The Victory Day (День Победы) is a 1 day holiday celebrated on May 9.
The holiday commemorates the Soviet victory over NAZI Germany in World War II. The day is celebrated on a different day than in the West because the NAZI authorities surrendered twice. Once to the Western Allies at Reims (May 7) and then to the Soviets at Berlin (May 9?). The Great Patriotic War (1941-45) was the most titantic military campaign in human history. The Soviet people paid a huge cost in blood and treasure for their victory. Much of the western Soviet Union was left in ruins. The President of Russia now sends congratulatory letters to all surviving veterans. There are parades and feasts held throughout Russia. Presents and flowers are given to veterans. Civic officials throughout Russia give patriotic speeches about the achievement of the Soviet people in defeating the NAZI tyranny. Veterans recount their war experiences.
Independence Day (День Независимости) is a brand new 1-day holiday. The holiday celebrates the adoption in 1991 of the Declaration of Sovereignty of the Russian Federation. This also meant the break up of the Soviet Union. Ironically President Putin has said that the collapse of the Soviet Union was the greatest stratehic carastrophe of the 20th century. A strange thing to say when the country's ndependence Day honors the 1991 Russian Declaration of Sovereignty.

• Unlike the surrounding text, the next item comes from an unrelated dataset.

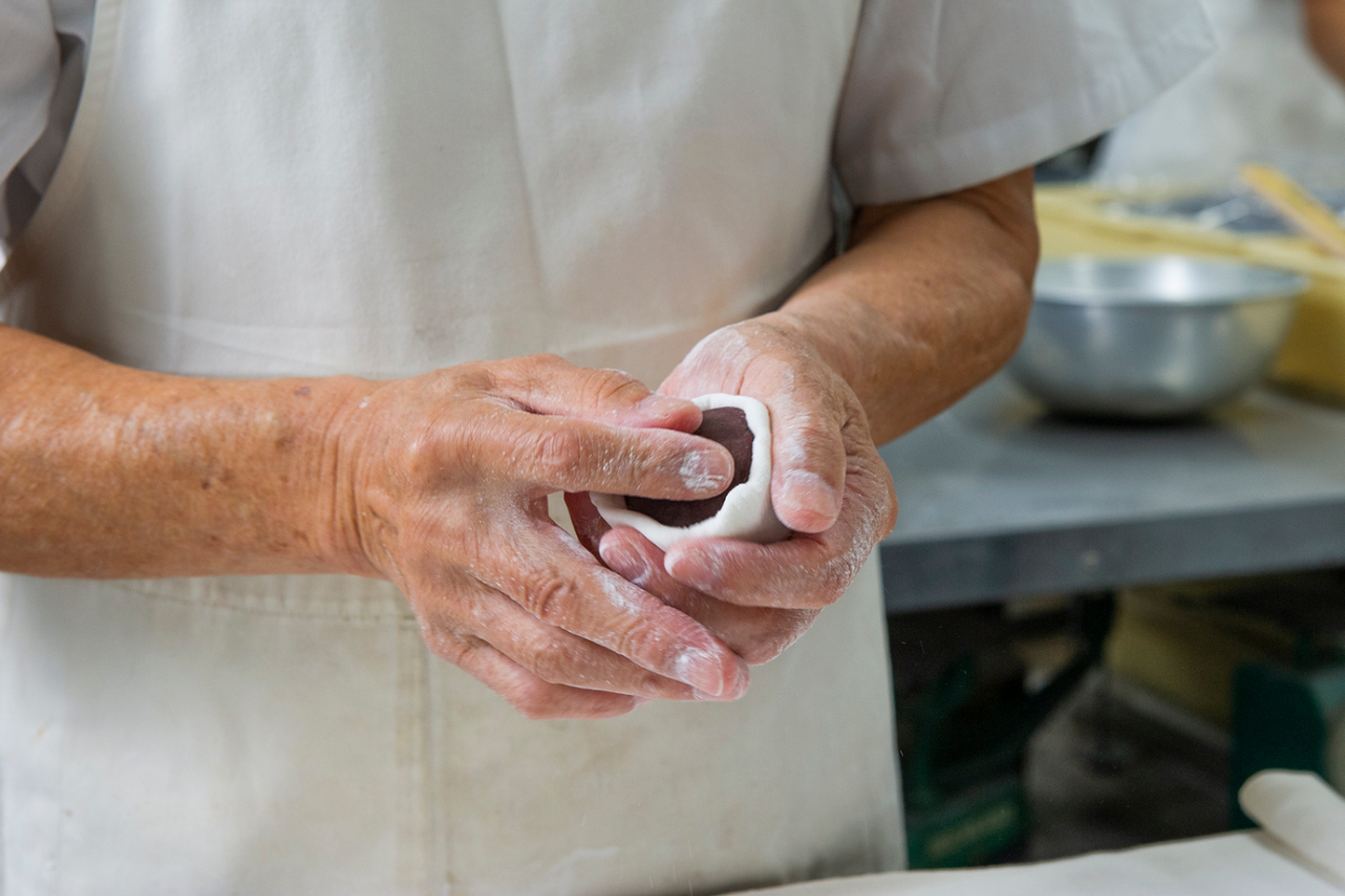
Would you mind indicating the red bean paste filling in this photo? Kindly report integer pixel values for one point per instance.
(729, 428)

The Day of Accord and Reconciliation (День Согласия и Примирения) is a 1-day holiday celebrated November 7. The holiday was first established as the Day of the Great Revolution of October 1917 or October Revolution Day. This was one of the most important Soviet holidays. After being celebrated for over 80 years it became an important tradition and this there was resistance to canceling it even after the fall of Communism. I am not sure how it is celebrated in modern Russia. The Communist Party still functins in Russia and most young Russians while not Communists still see the Communist Revolution in favorable terms. It will thus be interesting to see how this holiday evolves in Russia. Russian authorities in 2005changed the date from November 7 to November 4. Allegedly, this is the date that Catholic Poles were evicted from Orthodox Russian land (I don't have the year, but this presumably dates back to the middle ages, when Poland was still a major
power). Many communists are very upset about this, and even ordinary people complin that the church is trying to "hijack" a national holiday.

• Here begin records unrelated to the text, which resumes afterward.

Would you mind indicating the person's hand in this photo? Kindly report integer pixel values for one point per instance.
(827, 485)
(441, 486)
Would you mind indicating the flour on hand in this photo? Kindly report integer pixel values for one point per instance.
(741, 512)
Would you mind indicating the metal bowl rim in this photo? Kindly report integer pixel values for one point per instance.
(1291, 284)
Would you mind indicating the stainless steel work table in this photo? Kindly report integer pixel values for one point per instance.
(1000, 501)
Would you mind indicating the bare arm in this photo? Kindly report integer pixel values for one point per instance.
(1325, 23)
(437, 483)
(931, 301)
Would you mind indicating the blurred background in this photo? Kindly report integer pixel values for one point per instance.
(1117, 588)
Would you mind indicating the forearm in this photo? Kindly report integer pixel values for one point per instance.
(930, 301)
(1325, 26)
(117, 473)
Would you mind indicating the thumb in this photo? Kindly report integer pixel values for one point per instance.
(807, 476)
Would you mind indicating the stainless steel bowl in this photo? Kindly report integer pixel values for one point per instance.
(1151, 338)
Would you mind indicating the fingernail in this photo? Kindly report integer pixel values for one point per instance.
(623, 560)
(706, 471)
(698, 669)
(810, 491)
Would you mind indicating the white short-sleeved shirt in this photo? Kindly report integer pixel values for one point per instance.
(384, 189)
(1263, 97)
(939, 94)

Constitution Day (День Конституции) is 1-day holiday celebrated on December 12. It was Russia's new democratic celebration. Under President Putin Russian democracy is under assault. The future for democracy is unknown. The Russian Government in 2005 canceled the December Constitution Day holiday with only 2 weeks notice. Can you imagine a western government taking away a public holiday at a moment's notice? The impression one receives of course is that the Russian Government is not that all impressed with the Constitution. Just one indication that President Putin is moving Russia away from democracy and the rule of law.